About 1820, a Greek revival portico was added to the land side of the house. There is a perch on the roof used as a lookout for the Underground Railway. Although the house was constructed later, the design of the interior is early Georgian. The parlor, with fluted pilasters flanking the fireplace, is the only fully paneled 18th century room to survive in Worcester County. The other two downstairs rooms have paneling beneath the chair rail and on the fireplace walls. The handsome stair rises on the river side from an enlarged portion of the hall. Iron grillwork, hand-fashioned, frames the exterior of the river door in an arch which still holds a lantern once used to guide the river traffic. The railings extending from this arch on each side of marble steps came from Europe as ships’ ballast. On the grounds immediately surrounding the house are the original brick ice house and the family cemetery.

Watkins Point Farm is one of the most significant architectural survivals in southern Somerset County. The Greek revival dwelling is an important example of a gable-front transverse hall house. The attached 18th century one-room plan sawn-log house with remnants of a raised panel interior end wall is the only known structure of its type in Somerset County. The present owners have transformed this important “stepped” or telescope-type house from an abandoned derelict to the remarkable restoration you see today. 

Beautifully appointed with period furniture and appropriate colors, the house welcomes friends and tourists alike from the moment they enter the front door, stroll through the various rooms and glimpse the rear sitting area which was once the sawn log house. From the back of the house, one may look across the marsh and see Virginia.

This distinctive two-story, gable-front house is one of the finest Federal/Greek Revival frame dwellings on the lower Eastern Shore. Covered with original beaded weatherboards, the transverse hall-plan house was restored by the Somerset County Historical Trust in 1996-2002. As part of the restoration the Trust recreated the Greek revival entrance portico, and engaged in rigorous research and restorative methods that revitalized this fine dwelling that formerly stood on Somerset Avenue. 

The first floor interior is enhanced with a mahogany and tiger-maple stair railing, restored tiger-maple painted doors and period locks. Beautiful antiques of the period and hand-painted floor cloths are just a few of the appointments added by the present owners. In addition, they have added a third section to the house, a two-story kitchen wing and a pyramidal roofed outbuilding. A formal garden enhances the area immediately to the south, with a meadow just beyond.

This two-story Flemish bond brick house known for the past century as Hollyhurst is architecturally distinctive for its tall proportions, with an elevated foundation and parapet gables that distinguish the main house. The Federal-style house was lovingly revived in the early 1980s with the introduction of raised–panel woodwork. Later sections have been introduced in a four-sectioned design based on the stepped or “telescope” building tradition common to the Eastern Shore. Initially the land was part of the “More and Case It” land patent originally held by the Bozman family during the 17th century.

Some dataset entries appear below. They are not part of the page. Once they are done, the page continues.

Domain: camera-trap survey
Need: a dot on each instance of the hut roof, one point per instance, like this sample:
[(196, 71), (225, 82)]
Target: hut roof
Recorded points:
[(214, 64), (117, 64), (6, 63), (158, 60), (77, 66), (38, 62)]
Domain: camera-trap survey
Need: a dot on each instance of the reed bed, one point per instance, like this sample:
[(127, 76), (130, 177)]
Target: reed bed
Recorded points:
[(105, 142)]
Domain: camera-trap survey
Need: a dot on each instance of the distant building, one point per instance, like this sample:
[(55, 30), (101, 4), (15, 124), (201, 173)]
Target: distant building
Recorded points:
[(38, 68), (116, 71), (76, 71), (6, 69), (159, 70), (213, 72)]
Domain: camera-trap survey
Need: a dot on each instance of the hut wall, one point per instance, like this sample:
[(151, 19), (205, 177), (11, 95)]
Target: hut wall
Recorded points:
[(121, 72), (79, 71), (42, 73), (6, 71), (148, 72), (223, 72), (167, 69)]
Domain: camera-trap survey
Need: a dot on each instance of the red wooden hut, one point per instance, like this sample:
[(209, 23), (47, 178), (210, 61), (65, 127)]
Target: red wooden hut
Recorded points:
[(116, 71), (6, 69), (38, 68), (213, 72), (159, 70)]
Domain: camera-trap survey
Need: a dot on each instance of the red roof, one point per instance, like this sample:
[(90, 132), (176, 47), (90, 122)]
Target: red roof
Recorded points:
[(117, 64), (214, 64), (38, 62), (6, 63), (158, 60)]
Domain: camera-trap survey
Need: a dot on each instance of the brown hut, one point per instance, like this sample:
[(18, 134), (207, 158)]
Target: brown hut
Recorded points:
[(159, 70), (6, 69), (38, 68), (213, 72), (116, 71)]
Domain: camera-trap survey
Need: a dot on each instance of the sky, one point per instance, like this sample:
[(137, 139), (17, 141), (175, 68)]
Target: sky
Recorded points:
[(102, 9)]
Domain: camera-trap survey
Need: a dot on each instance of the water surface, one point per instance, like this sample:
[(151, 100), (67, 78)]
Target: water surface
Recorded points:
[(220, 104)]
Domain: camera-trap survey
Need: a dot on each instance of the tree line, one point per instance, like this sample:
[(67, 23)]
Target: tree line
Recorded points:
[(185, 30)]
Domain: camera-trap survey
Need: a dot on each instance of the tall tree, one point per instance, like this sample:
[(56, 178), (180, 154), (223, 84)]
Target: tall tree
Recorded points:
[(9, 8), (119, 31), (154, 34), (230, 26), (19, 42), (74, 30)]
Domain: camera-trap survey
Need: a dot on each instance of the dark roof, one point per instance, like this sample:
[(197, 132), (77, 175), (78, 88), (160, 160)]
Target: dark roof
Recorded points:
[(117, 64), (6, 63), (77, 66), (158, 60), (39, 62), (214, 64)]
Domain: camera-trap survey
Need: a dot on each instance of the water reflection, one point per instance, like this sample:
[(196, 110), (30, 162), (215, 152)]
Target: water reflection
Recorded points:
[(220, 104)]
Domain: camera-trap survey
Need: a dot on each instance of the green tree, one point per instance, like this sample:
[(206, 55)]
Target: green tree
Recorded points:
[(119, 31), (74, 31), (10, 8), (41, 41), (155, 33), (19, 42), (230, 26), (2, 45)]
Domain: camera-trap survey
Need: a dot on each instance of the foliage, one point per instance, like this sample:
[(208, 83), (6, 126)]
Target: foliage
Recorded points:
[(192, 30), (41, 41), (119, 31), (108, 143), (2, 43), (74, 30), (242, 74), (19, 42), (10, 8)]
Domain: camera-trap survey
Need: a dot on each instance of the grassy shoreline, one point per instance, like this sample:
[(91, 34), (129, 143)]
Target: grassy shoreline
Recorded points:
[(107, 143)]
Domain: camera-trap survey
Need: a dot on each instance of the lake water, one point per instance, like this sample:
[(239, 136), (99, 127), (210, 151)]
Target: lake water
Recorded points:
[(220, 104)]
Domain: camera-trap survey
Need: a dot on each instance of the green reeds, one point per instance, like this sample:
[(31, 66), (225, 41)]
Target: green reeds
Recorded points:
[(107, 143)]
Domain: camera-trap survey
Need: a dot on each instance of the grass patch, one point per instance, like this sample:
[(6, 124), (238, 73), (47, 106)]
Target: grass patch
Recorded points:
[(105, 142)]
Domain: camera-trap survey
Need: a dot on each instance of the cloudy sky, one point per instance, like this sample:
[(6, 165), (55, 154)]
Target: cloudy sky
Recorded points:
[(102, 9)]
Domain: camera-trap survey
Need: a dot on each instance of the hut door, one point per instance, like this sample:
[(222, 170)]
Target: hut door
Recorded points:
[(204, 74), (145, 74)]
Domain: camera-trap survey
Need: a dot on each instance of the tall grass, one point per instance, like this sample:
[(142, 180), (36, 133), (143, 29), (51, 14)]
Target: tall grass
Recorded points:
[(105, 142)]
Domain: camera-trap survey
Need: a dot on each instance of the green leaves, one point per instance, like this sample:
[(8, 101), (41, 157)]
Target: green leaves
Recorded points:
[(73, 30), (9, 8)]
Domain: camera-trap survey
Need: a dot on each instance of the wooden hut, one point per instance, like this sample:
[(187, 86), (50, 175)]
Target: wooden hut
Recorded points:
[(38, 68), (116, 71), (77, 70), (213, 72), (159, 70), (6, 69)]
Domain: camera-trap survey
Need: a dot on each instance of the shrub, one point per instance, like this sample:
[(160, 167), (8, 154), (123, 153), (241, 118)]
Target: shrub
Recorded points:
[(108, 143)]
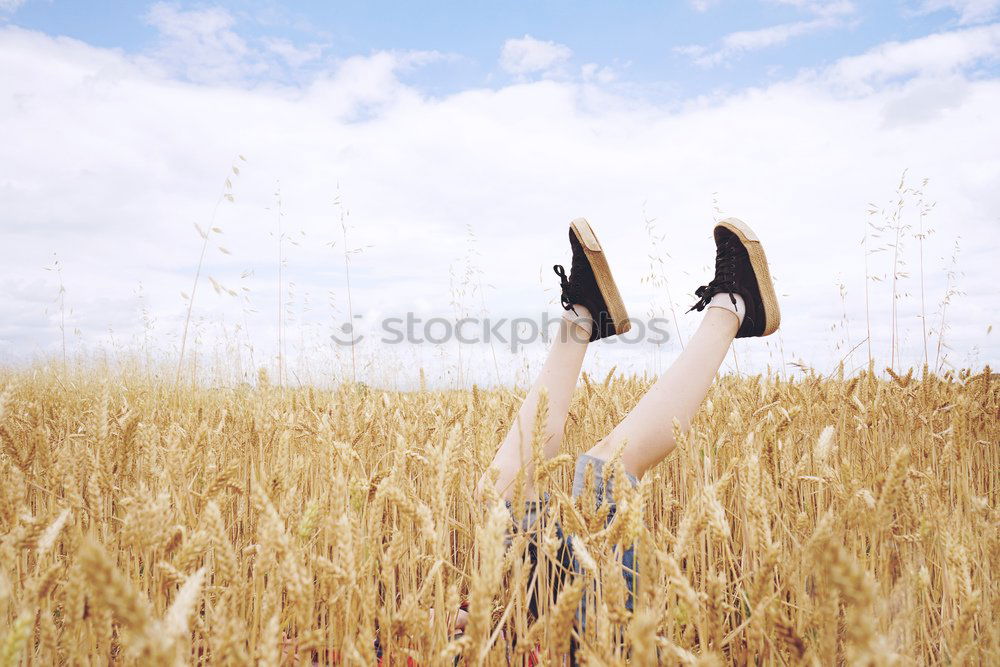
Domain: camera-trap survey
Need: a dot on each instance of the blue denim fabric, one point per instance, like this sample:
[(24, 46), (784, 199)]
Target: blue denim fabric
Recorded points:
[(565, 562)]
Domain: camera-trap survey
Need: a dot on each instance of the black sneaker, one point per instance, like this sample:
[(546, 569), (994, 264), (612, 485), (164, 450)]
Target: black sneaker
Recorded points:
[(590, 283), (741, 268)]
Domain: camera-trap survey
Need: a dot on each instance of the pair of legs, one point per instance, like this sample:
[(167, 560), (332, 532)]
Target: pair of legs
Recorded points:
[(646, 434)]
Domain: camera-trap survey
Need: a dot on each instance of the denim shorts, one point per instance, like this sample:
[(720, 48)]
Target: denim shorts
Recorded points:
[(555, 572)]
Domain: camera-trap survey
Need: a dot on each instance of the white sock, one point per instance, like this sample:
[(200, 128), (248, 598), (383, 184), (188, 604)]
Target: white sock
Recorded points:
[(723, 300)]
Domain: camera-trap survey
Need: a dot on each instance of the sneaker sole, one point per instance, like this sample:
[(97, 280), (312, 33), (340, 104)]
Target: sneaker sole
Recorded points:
[(602, 273), (758, 261)]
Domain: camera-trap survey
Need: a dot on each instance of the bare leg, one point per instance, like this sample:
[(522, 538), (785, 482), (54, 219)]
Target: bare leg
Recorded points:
[(647, 431), (558, 378)]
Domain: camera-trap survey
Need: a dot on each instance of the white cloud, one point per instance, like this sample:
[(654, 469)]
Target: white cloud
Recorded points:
[(200, 44), (939, 54), (527, 55), (108, 162), (969, 11), (293, 55)]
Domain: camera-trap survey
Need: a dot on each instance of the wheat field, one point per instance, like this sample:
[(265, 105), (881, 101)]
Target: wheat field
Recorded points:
[(811, 520)]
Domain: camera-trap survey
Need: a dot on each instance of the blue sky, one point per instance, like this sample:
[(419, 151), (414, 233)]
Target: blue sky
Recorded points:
[(643, 42), (461, 138)]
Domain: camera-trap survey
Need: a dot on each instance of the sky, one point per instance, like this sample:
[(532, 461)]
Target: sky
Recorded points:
[(427, 157)]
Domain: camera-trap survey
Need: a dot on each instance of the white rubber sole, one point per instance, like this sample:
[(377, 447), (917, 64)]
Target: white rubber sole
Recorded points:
[(602, 272), (758, 261)]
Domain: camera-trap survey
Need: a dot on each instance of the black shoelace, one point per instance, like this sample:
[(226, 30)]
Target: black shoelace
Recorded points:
[(565, 285), (725, 276)]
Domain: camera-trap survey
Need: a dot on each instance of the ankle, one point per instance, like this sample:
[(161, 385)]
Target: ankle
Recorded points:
[(582, 320)]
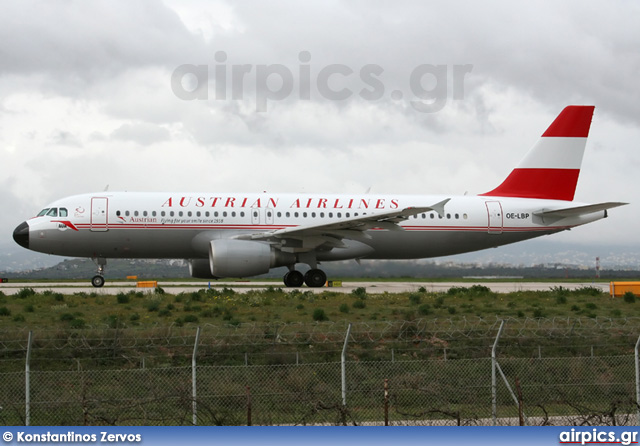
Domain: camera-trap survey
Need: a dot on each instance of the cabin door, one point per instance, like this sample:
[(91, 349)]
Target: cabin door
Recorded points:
[(494, 211), (99, 214)]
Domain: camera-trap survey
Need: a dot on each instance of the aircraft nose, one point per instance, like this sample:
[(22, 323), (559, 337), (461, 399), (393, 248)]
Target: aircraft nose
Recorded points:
[(21, 235)]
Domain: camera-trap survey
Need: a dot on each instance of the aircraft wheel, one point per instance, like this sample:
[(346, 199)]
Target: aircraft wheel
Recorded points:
[(315, 278), (293, 279), (97, 281)]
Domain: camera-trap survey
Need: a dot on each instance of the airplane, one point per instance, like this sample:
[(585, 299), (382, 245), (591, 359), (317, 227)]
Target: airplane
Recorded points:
[(242, 235)]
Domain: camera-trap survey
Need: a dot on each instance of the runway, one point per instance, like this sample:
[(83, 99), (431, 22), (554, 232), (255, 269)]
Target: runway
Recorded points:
[(115, 287)]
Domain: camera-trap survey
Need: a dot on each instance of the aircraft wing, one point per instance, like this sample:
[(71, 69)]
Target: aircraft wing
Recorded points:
[(579, 210), (350, 228)]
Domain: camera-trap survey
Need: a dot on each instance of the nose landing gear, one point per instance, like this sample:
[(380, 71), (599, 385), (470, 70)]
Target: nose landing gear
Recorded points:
[(98, 280)]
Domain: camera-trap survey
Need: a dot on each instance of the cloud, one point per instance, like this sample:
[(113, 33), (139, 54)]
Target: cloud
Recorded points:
[(86, 96)]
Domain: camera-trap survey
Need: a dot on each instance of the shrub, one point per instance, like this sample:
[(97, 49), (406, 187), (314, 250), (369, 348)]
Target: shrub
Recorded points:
[(424, 309), (122, 298), (360, 304), (360, 292), (319, 315), (77, 323), (26, 292), (190, 318)]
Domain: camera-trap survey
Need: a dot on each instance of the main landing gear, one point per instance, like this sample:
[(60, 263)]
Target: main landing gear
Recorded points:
[(98, 280), (314, 278)]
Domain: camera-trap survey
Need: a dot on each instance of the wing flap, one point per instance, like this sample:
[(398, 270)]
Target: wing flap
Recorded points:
[(351, 228)]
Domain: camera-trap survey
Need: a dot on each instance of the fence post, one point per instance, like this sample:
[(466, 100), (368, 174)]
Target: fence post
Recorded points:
[(27, 383), (637, 381), (344, 366), (386, 402), (494, 395), (193, 378), (249, 422)]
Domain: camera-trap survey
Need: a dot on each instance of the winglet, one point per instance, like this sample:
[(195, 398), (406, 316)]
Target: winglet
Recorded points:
[(551, 168)]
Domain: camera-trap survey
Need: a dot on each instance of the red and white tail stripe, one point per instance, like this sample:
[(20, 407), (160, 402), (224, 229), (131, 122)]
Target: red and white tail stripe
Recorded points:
[(551, 168)]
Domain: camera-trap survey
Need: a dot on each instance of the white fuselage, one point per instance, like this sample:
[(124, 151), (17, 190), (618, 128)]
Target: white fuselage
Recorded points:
[(170, 225)]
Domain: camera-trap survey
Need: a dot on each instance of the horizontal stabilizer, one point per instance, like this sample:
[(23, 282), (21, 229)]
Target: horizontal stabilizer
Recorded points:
[(579, 210)]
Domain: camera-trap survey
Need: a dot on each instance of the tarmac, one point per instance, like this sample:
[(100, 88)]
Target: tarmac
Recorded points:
[(115, 287)]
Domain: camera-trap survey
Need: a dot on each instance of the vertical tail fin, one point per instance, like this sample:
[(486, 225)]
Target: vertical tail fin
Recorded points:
[(551, 168)]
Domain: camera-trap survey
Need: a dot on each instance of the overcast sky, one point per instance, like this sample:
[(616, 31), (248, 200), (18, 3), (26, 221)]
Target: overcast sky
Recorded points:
[(335, 97)]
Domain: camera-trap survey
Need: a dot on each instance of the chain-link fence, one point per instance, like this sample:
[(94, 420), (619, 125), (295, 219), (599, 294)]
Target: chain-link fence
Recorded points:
[(399, 386)]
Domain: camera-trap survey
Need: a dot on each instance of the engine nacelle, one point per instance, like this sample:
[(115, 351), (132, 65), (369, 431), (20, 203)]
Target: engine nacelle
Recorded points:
[(240, 258), (200, 269)]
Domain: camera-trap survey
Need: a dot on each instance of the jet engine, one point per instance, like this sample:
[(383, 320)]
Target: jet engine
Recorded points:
[(238, 258)]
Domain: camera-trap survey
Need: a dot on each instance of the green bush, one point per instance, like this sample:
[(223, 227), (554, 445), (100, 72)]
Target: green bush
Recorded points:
[(360, 304), (319, 315), (122, 298), (25, 292), (360, 292)]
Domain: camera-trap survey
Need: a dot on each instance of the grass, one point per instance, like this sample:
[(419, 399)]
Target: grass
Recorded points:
[(33, 309)]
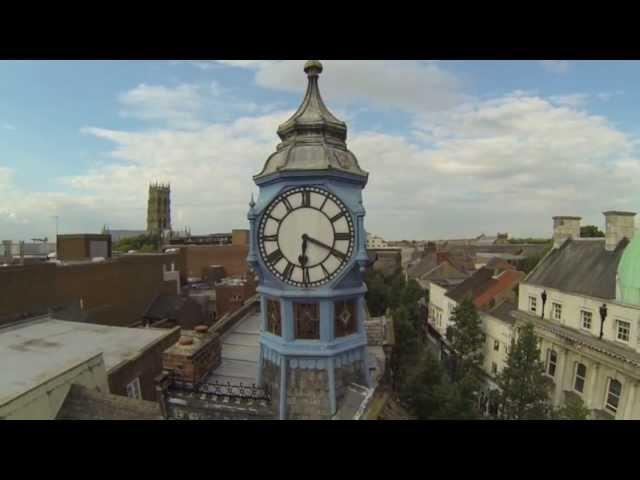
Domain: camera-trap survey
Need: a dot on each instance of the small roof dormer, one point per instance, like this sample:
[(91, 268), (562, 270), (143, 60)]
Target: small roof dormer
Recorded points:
[(313, 139)]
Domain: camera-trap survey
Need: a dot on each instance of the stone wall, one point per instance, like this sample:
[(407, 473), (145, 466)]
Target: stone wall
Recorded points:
[(308, 394)]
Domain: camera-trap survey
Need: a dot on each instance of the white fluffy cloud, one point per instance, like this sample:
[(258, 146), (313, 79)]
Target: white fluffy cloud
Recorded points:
[(408, 85), (465, 167)]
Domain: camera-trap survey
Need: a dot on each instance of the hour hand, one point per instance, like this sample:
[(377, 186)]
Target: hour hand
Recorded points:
[(324, 245)]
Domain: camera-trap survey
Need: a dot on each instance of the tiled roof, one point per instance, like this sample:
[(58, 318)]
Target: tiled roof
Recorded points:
[(82, 403), (580, 266), (481, 287), (507, 279)]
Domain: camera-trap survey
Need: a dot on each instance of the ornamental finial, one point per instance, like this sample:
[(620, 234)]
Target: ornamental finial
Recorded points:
[(313, 68)]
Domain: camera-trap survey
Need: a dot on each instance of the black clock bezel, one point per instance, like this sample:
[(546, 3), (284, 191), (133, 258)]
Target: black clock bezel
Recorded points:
[(282, 197)]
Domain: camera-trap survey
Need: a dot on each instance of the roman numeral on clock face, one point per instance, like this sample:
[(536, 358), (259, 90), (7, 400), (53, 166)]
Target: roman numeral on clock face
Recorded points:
[(338, 254), (337, 217), (306, 198), (288, 271), (287, 205), (274, 257)]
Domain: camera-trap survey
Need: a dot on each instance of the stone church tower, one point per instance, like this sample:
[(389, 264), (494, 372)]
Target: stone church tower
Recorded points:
[(159, 208), (308, 248)]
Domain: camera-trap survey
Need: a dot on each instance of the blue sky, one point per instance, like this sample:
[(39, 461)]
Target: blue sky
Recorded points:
[(453, 148)]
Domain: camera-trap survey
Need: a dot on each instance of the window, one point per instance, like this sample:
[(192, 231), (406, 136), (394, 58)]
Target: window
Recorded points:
[(533, 304), (613, 395), (624, 328), (133, 389), (307, 320), (552, 361), (345, 321), (581, 375), (274, 321)]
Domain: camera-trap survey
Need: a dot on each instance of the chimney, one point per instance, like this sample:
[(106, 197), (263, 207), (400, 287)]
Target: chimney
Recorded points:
[(617, 226), (565, 227)]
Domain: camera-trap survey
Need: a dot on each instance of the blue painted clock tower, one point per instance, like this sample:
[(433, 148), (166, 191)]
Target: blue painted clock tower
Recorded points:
[(308, 248)]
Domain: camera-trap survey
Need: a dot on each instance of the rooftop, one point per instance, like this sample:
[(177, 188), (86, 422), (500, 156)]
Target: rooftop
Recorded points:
[(580, 266), (33, 351)]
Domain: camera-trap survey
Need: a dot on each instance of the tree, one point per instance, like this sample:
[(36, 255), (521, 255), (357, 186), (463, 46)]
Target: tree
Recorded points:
[(377, 293), (591, 231), (467, 340), (525, 389), (573, 409), (143, 243)]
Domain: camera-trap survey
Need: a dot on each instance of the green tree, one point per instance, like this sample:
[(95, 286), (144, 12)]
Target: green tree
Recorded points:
[(467, 340), (377, 293), (573, 409), (143, 243), (525, 388), (591, 231)]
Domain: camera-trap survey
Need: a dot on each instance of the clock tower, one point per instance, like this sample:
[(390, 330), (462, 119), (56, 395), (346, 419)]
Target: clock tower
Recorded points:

Set within a sweeping vista of a Wicomico Creek landscape, the Bordeleau House was designed and built with clear references to America’s grand architectural tradition of Georgian design. 

Built in 2002 on land where Thomas R. Shelton had cultivated grapevines since 1999, the two-and-a-half story brick dwelling has a center Palladian inspired pavilion that contains the main entrance. Tall chimney stacks frame the main block, which is extended to each side by lateral wings, open colonnades, and connected dependencies. Neoclassical and traditional finishes embellish the exterior and interiors. The name “Bordeleau,” meaning the “edge of water,” serves also as a reference to the historic Bordeaux winemaking region in France.